Up to 30% of all patients globally with NSCLC are diagnosed early enough to have surgery with curative intent.1-3 However, only around 56-65% of patients with Stage II disease will survive for five-years. This decreases to 24-41% for patients with Stage III disease.4

Susan Galbraith, Executive Vice President, Oncology R&D, said: ”Treating resectable lung cancer early provides the best chance for a cure, yet lung cancer will still recur within five years for the majority of patients despite chemotherapy and successful surgery. Engaging the immune response with Imfinzi both before and after surgery is an exciting new strategy, and we hope these early findings from AEGEAN will lead to improved survival for lung cancer patients in this potentially curative setting."

These pCR data will be shared with global health authorities and presented at a forthcoming medical meeting when EFS results are available.

AstraZeneca has several ongoing registrational trials focused on testing Imfinzi in earlier stages of lung cancer, including in resectable NSCLC (ADJUVANT BR.31) and unresectable NSCLC (PACIFIC-2, 4, 5, 8 and 9), and in limited-stage small cell lung cancer (SCLC) (ADRIATIC).

Imfinzi is approved in the curative-intent setting of unresectable Stage III NSCLC in patients whose disease has not progressed after chemoradiotherapy in the US, Japan, China, across the EU and many other countries, and is the global standard of care in this setting based on the PACIFIC Phase III trial. Imfinzi is also approved in the US, EU, Japan, China and many other countries around the world for the treatment of extensive-stage SCLC based on the CASPIAN Phase III trial.

Notes

Lung cancer
In 2020, an estimated 2.2 million people were diagnosed with lung cancer worldwide.5 Lung cancer is the leading cause of cancer mortality among men and women and accounts for about one-fifth of all cancer-related deaths.5 Lung cancer is broadly split into NSCLC and SCLC, with 80-85% classified as NSCLC.6 The majority of NSCLC patients are diagnosed with advanced disease while approximately 25-30% present with resectable disease at diagnosis. 1-2 Early-stage lung cancer diagnoses are often only made when the cancer is found on imaging for an unrelated condition.7-8

For patients with resectable tumours, the majority of patients eventually develop recurrence despite complete tumour resection and adjuvant chemotherapy.

AEGEAN
AEGEAN is a randomised, double-blind, multi-centre, global Phase III trial evaluating Imfinzi as perioperative treatment for patients with resectable Stage IIA-IIIB (tumours greater than or equal to 4cm or node positive) NSCLC with no EGFR or ALK genomic tumour aberrations, irrespective of PD-L1 expression.
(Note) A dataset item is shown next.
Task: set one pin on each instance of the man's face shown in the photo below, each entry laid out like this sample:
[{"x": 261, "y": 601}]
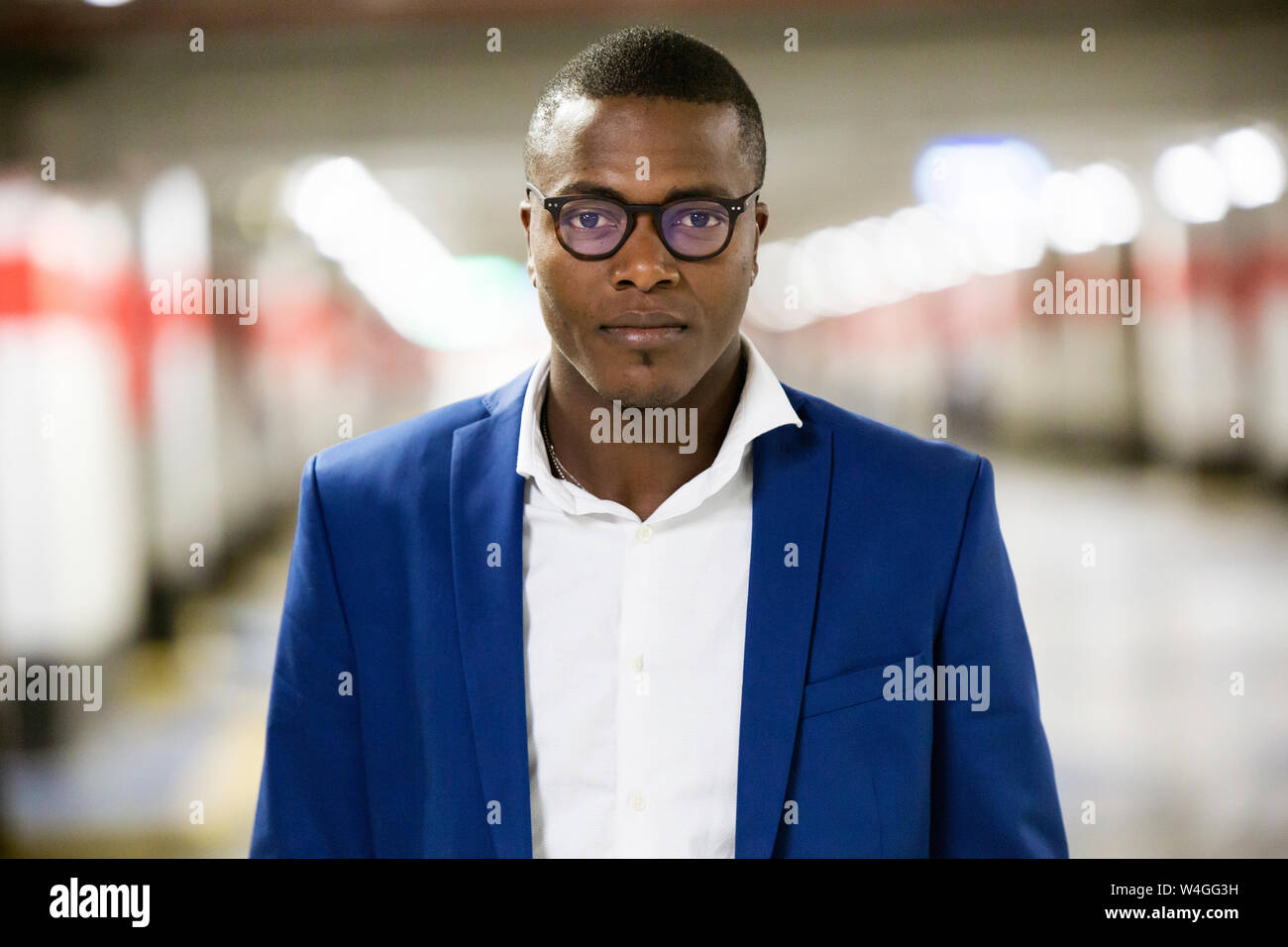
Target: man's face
[{"x": 690, "y": 147}]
Perioperative therapy includes treatment before and after surgery, also known as neoadjuvant/adjuvant therapy. In the trial, 802 patients were randomised to receive a 1500mg fixed dose of Imfinzi every three weeks plus chemotherapy or placebo plus chemotherapy for four cycles prior to surgery, followed by Imfinzi or placebo every four weeks (for up to 12 cycles) after surgery.

In the AEGEAN trial, the primary endpoints are pCR, defined as no viable tumour following neoadjuvant therapy, and EFS, defined as the time from randomisation to an event like tumour recurrence or progression. At this interim analysis EFS was not assessed. Key secondary endpoints are MPR, defined as residual viable tumour of less than or equal to ten percent following neoadjuvant therapy, disease-free survival, overall survival, safety and quality of life. The trial is being conducted across 264 centres in more than 25 countries including in the US, Canada, Europe, South America and Asia.

Imfinzi
Imfinzi (durvalumab) is a human monoclonal antibody that binds to the PD-L1 protein and blocks the interaction of PD-L1 with the PD-1 and CD80 proteins, countering the tumour’s immune-evading tactics and releasing the inhibition of immune responses.

As well as global approvals in lung cancer, Imfinzi is approved for previously treated patients with advanced bladder cancer in several countries.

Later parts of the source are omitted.